И чувствую, надо спешить. Провалы беспамятства, те, что случались и раньше, всё учащаются, и мне всё трудней отнимать у забвения то, что оно поглощает так жадно и вместе с тем так равнодушно. Пока лето, пока ночи теплы, и работа в котельной не слишком обременяет меня – постараюсь усердно, как и подобает монастырскому труднику, писать свою летопись.

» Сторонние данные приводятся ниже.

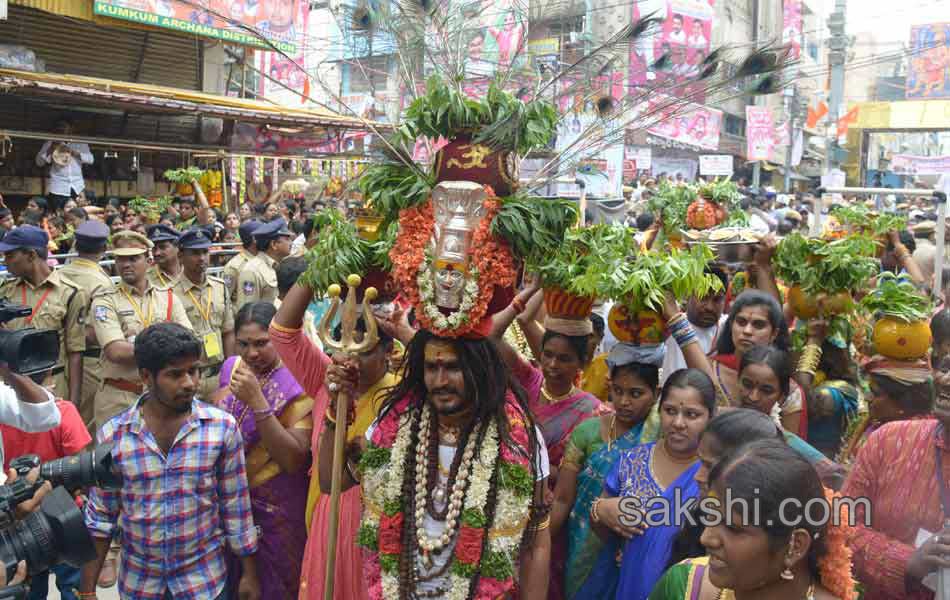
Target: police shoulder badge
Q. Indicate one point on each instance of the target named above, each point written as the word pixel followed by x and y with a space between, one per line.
pixel 101 314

Если бы кто-нибудь из моих прежних знакомых повстречался со мною сейчас – он бы ни за что меня не узнал. Теперь я похож на скелет, обтянутый жёлтой кожей, с седой бородой и трясущимися руками: не человек, а выходец с того света. А всего год назад я был доктором, человеком довольно известным в том городе, где я жил – и, уж конечно, мой облик тогда был другим. Я был осанистый, крупный мужик с животом и двумя подбородками, лицо моё было всегда чисто выбрито и благоухало хорошим одеколоном, белый халат всегда был отглажен – сама внешность моя излучала уверенность, бодрость, желание жить. «На вас, Григорий Александрович, только посмотришь – так сразу и сил прибавляется», – бывало, говорили мне пациенты.
Двадцать пять лет – полный рекрутский срок – я отработал хирургом. К сорока стал заведующим отделением, оперировал много и с удовольствием – в общем, вёл жизнь успешного доктора, на которого молодые медсестры смотрели влюблённо, а молодые коллеги – ребята, как правило, самолюбиво-ревнивые – тем не менее, всегда признавали за лидера и за неплохого врача.
И вот что интересно: те двадцать пять лет, что я отработал в больнице, сейчас вспоминаются, как один, всего-навсего, день. Как будто я утром, совсем молодым человеком, вошёл в хирургический корпус больницы, провёл долгий день в палатах, перевязочных и операционных – а вечером, уже в сумерках, с больничного крыльца утомлённо спустился пожилой доктор Днепров. Конечно, так промелькнуть может только счастливая жизнь: только самозабвенье живой, интересной работы позволяет не замечать даже время.
Больница притягивала, словно магнит. Случалось, гуляя с семьёй в воскресенье по городу, я испытывал неодолимую тягу зайти в отделение и проведать больных – хоть в этом и не было никакой неотложной нужды. И я говорил жене Вале и сыну Серёже:
– Возвращайтесь домой без меня, а я забегу на работу.
– Сто, дуса неспокойна? – спрашивал, шепелявя, мой маленький сын, повторявший мои же собственные слова.
– Неспокойна, Серёженька, – смеясь, отвечал я ему. – Вот вырастешь, станешь врачом, тоже будешь в свои выходные наведываться в больницу.
– Нет, врачом тогда быть не хочу, – отвечал мой сынок, рассудительный не по годам. – Я хочу лучше на самолёте летать!
И по утрам, когда шёл на работу, я всегда чувствовал притяженье больницы. Уж, казалось бы: что хорошего ждёт меня там, где скопилось такое количество боли и горя, где придётся выслушивать бесконечные жалобы, мять животы, отдирать в перевязочных набрякшие кровью повязки и часами потеть за операционным столом? А вот, поди ж ты, я всегда прибавлял шагу, когда видел семиэтажную эту громаду, напоминавшую грузный корабль, что плывёт над гудящей машинами улицей, над людьми и домами, над всей городской суетой.